The first iteration of your brand’s design will not and should not be its forever identity. Regularly monitor and update branded materials over time, and complete a rebranding process if necessary.
- Check for evolution. Evaluate any changes in your brand’s values, perceptions, or target audience. Use this opportunity to update any brand guidelines, if necessary.
- Think about design. Reconsider the colors, logos, and visual identity of the brand. Does anything need to be updated? Why or why not?
- Roll-out your changes. Develop a rebranding strategy that will ease your audience into any new designs. It’s critical to monitor feedback at this stage and pivot accordingly.
Branding design can be tedious in the second stage of development, particularly with the creation of logos, the choosing of colors, or the procurement of complementary fonts. Although you could rely on an in-house artist or graphic designer to get the job done, it’s perfectly possible to DIY your own custom look.

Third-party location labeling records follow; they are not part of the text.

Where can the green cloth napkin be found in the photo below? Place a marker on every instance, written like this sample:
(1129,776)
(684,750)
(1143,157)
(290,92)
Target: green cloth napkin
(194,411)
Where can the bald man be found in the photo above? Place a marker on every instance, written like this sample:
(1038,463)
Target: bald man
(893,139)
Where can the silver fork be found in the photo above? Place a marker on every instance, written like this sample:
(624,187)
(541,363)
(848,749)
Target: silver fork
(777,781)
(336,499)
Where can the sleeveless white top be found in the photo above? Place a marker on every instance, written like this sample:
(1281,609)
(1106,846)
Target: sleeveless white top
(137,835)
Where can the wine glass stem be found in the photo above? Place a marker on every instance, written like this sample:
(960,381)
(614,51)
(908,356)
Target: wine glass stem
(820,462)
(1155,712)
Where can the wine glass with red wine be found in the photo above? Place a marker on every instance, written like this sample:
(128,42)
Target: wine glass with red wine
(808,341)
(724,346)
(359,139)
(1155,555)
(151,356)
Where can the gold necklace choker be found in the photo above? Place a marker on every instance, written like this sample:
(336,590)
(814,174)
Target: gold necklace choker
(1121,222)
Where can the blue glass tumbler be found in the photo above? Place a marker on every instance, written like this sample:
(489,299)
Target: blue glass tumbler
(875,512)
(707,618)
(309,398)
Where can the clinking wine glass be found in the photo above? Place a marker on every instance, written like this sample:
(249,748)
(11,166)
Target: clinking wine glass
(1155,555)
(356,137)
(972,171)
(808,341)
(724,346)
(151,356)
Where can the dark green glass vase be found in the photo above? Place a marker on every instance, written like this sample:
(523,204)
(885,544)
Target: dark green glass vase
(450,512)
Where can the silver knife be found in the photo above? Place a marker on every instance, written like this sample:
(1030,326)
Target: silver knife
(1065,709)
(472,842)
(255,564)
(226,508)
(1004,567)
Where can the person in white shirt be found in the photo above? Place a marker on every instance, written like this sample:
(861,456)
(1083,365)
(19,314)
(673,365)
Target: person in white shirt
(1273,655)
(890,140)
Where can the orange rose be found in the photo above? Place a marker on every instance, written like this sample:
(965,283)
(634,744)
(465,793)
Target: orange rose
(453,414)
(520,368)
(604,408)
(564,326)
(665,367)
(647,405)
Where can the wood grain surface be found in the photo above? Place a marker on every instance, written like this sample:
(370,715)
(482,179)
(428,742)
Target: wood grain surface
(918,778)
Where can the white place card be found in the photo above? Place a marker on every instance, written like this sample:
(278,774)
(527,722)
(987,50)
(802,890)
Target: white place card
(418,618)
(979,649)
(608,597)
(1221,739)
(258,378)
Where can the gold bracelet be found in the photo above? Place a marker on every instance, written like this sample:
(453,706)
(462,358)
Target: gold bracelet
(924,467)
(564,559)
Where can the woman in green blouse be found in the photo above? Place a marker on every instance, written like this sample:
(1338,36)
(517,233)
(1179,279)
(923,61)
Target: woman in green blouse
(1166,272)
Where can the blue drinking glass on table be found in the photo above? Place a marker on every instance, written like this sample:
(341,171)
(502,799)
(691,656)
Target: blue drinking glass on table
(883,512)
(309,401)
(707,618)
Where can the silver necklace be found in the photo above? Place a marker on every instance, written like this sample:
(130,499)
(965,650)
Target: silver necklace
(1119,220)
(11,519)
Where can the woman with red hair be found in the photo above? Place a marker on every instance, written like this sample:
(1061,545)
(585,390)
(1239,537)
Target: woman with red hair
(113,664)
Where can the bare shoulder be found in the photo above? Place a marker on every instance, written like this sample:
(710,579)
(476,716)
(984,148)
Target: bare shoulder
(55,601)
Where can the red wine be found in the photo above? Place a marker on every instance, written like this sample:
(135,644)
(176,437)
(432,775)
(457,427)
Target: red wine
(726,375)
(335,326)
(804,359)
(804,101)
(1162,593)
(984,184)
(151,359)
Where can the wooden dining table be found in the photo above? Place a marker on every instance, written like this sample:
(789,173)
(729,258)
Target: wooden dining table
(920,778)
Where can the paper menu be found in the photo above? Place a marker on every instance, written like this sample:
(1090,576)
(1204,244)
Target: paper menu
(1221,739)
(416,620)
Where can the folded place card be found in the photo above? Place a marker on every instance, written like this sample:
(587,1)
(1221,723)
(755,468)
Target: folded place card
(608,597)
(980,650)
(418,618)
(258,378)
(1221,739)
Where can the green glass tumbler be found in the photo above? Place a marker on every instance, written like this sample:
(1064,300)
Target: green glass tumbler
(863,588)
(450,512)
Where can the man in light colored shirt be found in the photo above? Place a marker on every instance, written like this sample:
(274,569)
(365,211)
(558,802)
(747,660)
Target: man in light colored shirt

A branding design doesn’t have to cost thousands of dollars or take hundreds of hours to complete. In fact, an effective and on-budget design starts with just a few tools and resources.
Below are three categories of vital branding design tools, including graphics software, logo creators, and online learning resources.
Branding design software
There are hundreds of branding design programs available online, designed to match different budgets and experience levels.

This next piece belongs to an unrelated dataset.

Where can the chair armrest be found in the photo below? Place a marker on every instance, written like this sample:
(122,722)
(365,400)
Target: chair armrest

- Canva is a free online program with paid and free access.
- Fontjoy compares complementary fonts to create a pleasing theme for branding designs.

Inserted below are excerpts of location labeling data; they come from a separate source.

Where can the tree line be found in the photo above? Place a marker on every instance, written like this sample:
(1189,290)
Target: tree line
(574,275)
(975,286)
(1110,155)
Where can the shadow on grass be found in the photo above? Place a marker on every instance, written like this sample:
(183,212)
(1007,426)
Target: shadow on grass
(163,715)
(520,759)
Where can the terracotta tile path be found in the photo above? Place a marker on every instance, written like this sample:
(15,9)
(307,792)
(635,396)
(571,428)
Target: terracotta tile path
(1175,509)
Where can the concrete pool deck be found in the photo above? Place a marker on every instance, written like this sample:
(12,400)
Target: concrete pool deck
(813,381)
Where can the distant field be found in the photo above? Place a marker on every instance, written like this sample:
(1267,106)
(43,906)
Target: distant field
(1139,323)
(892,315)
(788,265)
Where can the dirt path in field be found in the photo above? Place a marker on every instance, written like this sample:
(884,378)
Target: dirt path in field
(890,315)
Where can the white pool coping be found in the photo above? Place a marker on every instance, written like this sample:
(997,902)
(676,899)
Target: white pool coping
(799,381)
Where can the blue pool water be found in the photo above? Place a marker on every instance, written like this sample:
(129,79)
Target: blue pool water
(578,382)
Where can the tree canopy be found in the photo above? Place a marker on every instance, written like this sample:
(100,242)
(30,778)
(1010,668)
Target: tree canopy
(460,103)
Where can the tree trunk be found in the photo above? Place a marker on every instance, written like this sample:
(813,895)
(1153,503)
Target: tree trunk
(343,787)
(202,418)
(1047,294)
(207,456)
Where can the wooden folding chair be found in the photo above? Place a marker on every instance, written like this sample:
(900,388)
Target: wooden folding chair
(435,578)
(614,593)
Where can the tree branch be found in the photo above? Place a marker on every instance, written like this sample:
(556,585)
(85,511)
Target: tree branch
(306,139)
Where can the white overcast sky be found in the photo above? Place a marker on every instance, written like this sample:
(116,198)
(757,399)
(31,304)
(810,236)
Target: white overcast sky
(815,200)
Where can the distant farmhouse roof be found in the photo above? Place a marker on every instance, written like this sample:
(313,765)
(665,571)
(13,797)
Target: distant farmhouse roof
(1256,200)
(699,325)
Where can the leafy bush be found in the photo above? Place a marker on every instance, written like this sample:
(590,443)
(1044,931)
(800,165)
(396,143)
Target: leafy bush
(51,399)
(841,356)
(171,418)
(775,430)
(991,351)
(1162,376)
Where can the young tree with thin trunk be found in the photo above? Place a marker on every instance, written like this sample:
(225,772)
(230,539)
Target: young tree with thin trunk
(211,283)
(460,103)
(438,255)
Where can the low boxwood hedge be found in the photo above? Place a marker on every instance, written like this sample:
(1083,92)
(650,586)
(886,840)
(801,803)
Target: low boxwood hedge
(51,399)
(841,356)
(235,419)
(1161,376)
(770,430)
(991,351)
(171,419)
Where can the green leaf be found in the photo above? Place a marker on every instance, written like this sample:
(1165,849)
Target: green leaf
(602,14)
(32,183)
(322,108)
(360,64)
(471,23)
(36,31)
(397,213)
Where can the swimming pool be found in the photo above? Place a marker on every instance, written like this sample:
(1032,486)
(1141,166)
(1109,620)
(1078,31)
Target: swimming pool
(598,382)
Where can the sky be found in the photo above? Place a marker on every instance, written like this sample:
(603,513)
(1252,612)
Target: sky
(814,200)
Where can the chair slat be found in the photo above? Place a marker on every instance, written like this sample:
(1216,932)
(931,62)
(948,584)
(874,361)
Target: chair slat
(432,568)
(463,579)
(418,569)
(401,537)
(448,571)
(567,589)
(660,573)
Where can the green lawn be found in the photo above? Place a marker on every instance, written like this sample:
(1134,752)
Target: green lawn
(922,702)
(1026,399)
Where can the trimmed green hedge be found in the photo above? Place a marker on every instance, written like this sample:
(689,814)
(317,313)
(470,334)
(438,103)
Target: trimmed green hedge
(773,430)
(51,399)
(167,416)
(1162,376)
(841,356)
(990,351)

- Adobe Creative Cloud is best for knowledgeable design professionals, starting at $9.99 per month for the Express plan.
Branded logo generation
Designing a logo can be challenging, particularly if you don’t have experience with art or design. Logo generators can help to provide a basis for your ideas—or a starting point if nothing else.
- Tailor Brands supplies AI-generated logos starting at $9.99 per month.
- Shopify’s Hatchful provides hundreds of different templates for virtually any industry.
- Free Logo Design offers exactly what the name suggests, with upgradable options for additional services.
Tutorials and resources
Learning from online blogs, articles, and videos is a great way to build your branding design expertise. There are several options to choose from:
If you still don’t feel comfortable working on brand design alone, remember that there are professional branding design experts available to help in multiple capacities. Agencies, freelancers, and boutiques may be a great choice for brands with larger marketing budgets. However, a DIY approach has the potential to be just as good or better than the corporate development process.
It pays to understand your needs and limitations before hiring additional help.
Getting started with your branding design
The world’s most recognizable branding designs were not created overnight. As you begin the process of developing assets, choosing colors, and comparing font choices, be sure to take a step back and keep an eye on your progress. The result may not be perfect, but it certainly is a step in the right direction.
Allow your brand’s expression to evolve naturally over time, and be willing to adapt as individual elements start to change. Look for ways to improve, ask for honest feedback, and keep an ear to the ground for what your audience has to say.
Your branding design deserves the respect that its parent brand commands. Empower your business to take control of its visual identity with simple tools, expert tips, and advice derived from industry experts. With a little creativity and elbow grease, you’ll be well on your way to creating an identity that stands out to customers for years to come.